Bootstrapping
This package does not provide support for bootstrap standard errors at the moment. Nonetheless, it is possible to bootstrap with the existing tools. This tutorial provides some sample code.
We first load some packages:
using StatsBase
using DataFrames
using CSV
using Microeconometrics
We then set up the problem:
S = CSV.read(joinpath(datadir, "auto.csv")) ;
S[:gpmw] = ((1.0 ./ S[:mpg]) ./ S[:weight]) * 100000 ;
M = Dict(:response => "gpmw", :control => "foreign + 1") ;
D = Microdata(S, M) ;
Next, we obtain the coefficient estimates:
E = fit(OLS, D, novar = true) ;
We can now set up the bootstrap:
srand(0101)
reps = 1000 ;
n = nobs(E) ;
wgts = fill(0, n) ;
B = Array{Float64}(reps, dof(E)) ;
The vector wgts
will translate the draw of a bootstrap sample into an input for Microdata
. The matrix B
will contain the sample of coefficient estimates.
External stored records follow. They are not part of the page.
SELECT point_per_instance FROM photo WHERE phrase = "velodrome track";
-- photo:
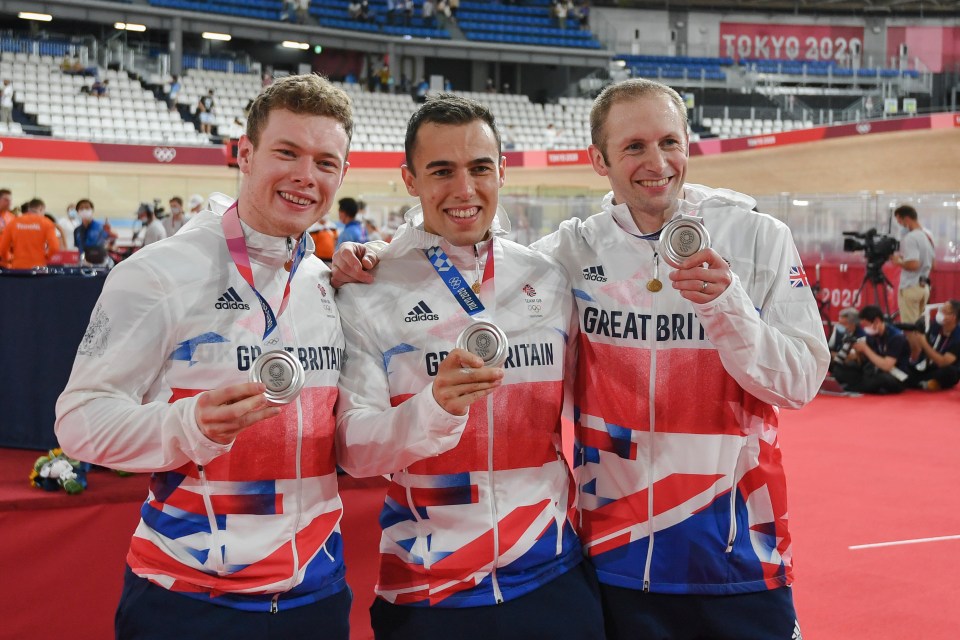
(916, 161)
(901, 162)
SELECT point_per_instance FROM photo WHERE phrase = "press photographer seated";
(879, 362)
(846, 331)
(939, 366)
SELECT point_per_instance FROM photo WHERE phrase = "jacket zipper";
(498, 596)
(652, 392)
(732, 534)
(299, 468)
(216, 549)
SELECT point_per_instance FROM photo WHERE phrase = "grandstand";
(65, 104)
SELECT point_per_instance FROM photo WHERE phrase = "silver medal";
(681, 238)
(486, 340)
(282, 374)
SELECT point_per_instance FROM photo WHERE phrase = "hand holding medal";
(700, 273)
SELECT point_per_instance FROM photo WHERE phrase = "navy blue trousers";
(567, 607)
(631, 614)
(150, 612)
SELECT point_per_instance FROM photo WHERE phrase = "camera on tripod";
(876, 247)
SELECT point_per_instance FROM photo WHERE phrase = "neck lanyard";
(459, 289)
(237, 246)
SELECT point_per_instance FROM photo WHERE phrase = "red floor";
(859, 471)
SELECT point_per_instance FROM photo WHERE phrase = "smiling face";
(645, 157)
(292, 175)
(457, 173)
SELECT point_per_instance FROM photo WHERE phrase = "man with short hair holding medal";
(211, 360)
(702, 325)
(455, 385)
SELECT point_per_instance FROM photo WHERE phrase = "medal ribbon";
(451, 277)
(237, 246)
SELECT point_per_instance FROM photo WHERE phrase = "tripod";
(876, 279)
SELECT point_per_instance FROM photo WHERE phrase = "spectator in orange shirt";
(6, 216)
(31, 238)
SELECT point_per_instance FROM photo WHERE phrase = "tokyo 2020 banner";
(803, 43)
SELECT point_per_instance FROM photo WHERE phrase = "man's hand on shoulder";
(224, 412)
(351, 263)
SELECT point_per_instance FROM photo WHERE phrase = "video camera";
(876, 247)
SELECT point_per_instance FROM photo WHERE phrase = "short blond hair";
(632, 89)
(309, 94)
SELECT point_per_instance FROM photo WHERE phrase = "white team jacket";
(244, 524)
(679, 471)
(478, 507)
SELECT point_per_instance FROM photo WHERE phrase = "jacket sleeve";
(374, 438)
(101, 415)
(775, 348)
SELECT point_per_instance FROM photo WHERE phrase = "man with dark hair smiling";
(239, 536)
(476, 541)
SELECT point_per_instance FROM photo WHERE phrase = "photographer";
(939, 367)
(915, 260)
(882, 358)
(846, 331)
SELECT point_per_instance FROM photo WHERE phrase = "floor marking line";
(899, 542)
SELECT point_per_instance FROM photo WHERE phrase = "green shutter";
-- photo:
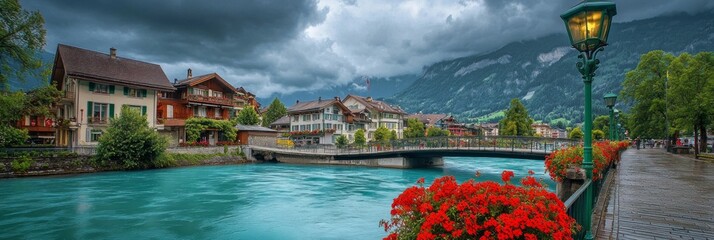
(89, 109)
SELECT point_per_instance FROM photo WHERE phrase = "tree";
(644, 89)
(576, 133)
(436, 132)
(248, 116)
(598, 134)
(602, 123)
(129, 142)
(360, 140)
(22, 35)
(275, 111)
(516, 122)
(382, 135)
(691, 94)
(415, 129)
(341, 141)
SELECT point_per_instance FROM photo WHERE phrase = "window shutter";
(89, 109)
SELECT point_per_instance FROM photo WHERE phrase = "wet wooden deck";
(657, 195)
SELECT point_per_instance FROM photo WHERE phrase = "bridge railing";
(483, 143)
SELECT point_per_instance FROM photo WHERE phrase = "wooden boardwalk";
(657, 195)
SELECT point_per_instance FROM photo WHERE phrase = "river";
(254, 201)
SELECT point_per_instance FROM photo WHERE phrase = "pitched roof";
(193, 81)
(91, 65)
(430, 119)
(316, 105)
(254, 128)
(377, 105)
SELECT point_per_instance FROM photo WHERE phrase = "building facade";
(376, 114)
(95, 87)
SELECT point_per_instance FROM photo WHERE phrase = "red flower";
(506, 176)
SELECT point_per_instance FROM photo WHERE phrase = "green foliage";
(517, 122)
(576, 133)
(275, 111)
(10, 136)
(22, 34)
(436, 132)
(21, 164)
(415, 129)
(341, 141)
(248, 116)
(598, 134)
(360, 139)
(129, 142)
(194, 127)
(382, 135)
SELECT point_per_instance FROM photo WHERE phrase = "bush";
(472, 210)
(130, 143)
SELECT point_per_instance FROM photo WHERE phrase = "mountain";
(32, 80)
(542, 72)
(378, 88)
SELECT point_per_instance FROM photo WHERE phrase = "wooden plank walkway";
(657, 195)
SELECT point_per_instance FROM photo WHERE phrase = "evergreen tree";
(275, 111)
(516, 122)
(248, 116)
(22, 35)
(360, 140)
(415, 129)
(129, 142)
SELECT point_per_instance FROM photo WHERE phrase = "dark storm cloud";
(292, 45)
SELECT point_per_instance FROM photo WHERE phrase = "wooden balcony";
(209, 100)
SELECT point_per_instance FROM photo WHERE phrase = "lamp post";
(588, 25)
(610, 99)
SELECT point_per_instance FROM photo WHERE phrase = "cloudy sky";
(292, 45)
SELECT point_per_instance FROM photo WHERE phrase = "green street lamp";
(588, 25)
(610, 99)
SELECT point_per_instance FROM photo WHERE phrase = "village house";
(205, 96)
(375, 114)
(95, 86)
(318, 122)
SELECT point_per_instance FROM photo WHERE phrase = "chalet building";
(95, 86)
(40, 129)
(318, 122)
(542, 130)
(376, 114)
(205, 96)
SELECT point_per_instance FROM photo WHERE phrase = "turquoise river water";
(254, 201)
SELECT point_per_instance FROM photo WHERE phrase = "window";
(169, 111)
(94, 134)
(100, 113)
(199, 111)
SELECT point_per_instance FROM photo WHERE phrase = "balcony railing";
(207, 99)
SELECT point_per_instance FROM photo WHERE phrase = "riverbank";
(64, 163)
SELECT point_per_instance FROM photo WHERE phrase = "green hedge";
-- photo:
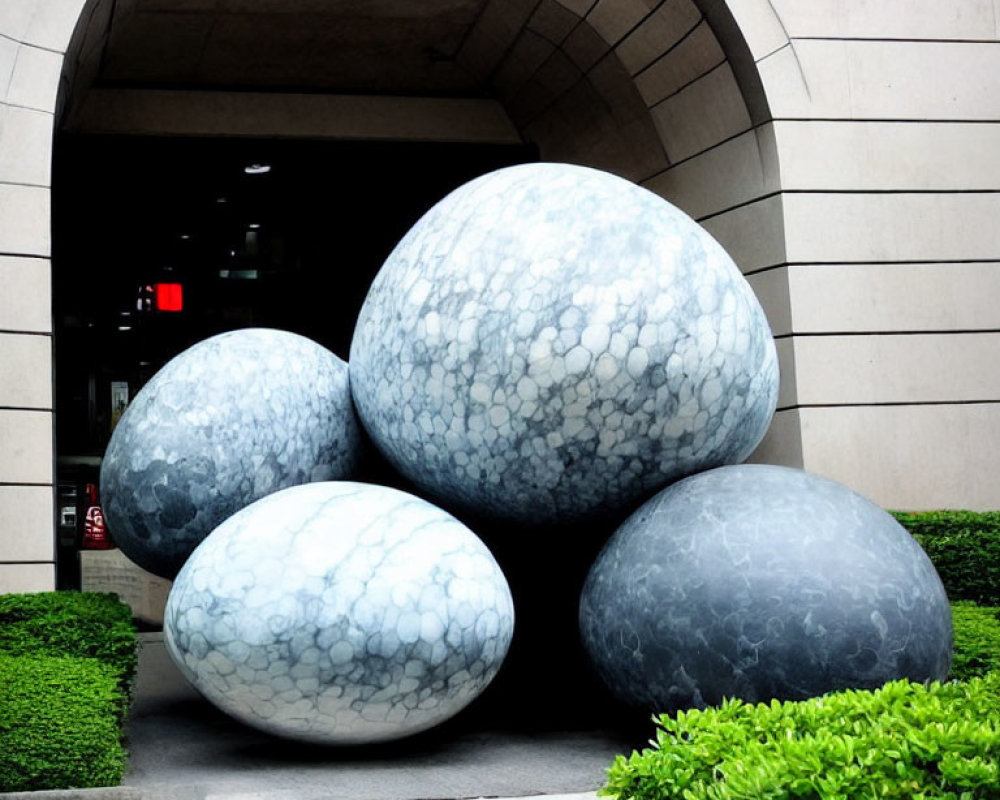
(964, 547)
(977, 639)
(67, 662)
(59, 724)
(74, 624)
(904, 740)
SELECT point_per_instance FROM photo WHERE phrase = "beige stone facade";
(846, 152)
Don't forget to set the seed for the sake of reproducibility!
The algorithm is:
for b = 1:reps
wgts .= 0
draw = rand(1:n, n)
for d in draw
wgts[d] += 1
end
Db = Microdata(S, M, weights = fweights(wgts))
Eb = fit(OLS, Db, novar = true)
B[b, :] = coef(Eb)'
end
Note that we do not compute the covariance matrix at each step, which saves us some time.
We can finally see the results:
E.V = cov(B) ;
coeftable(E)
The output is:
Estimate St. Err. t-stat. p-value C.I. (95%)
foreign: Foreign 0.2462 0.0682 3.6072 0.0003 0.1124 0.3799
(Intercept) 1.609 0.0237 67.9372 <1e-99 1.5626 1.6554
You can easily adapt this code to more complex problems (e.g., critical values) or parallelize it for additional speed!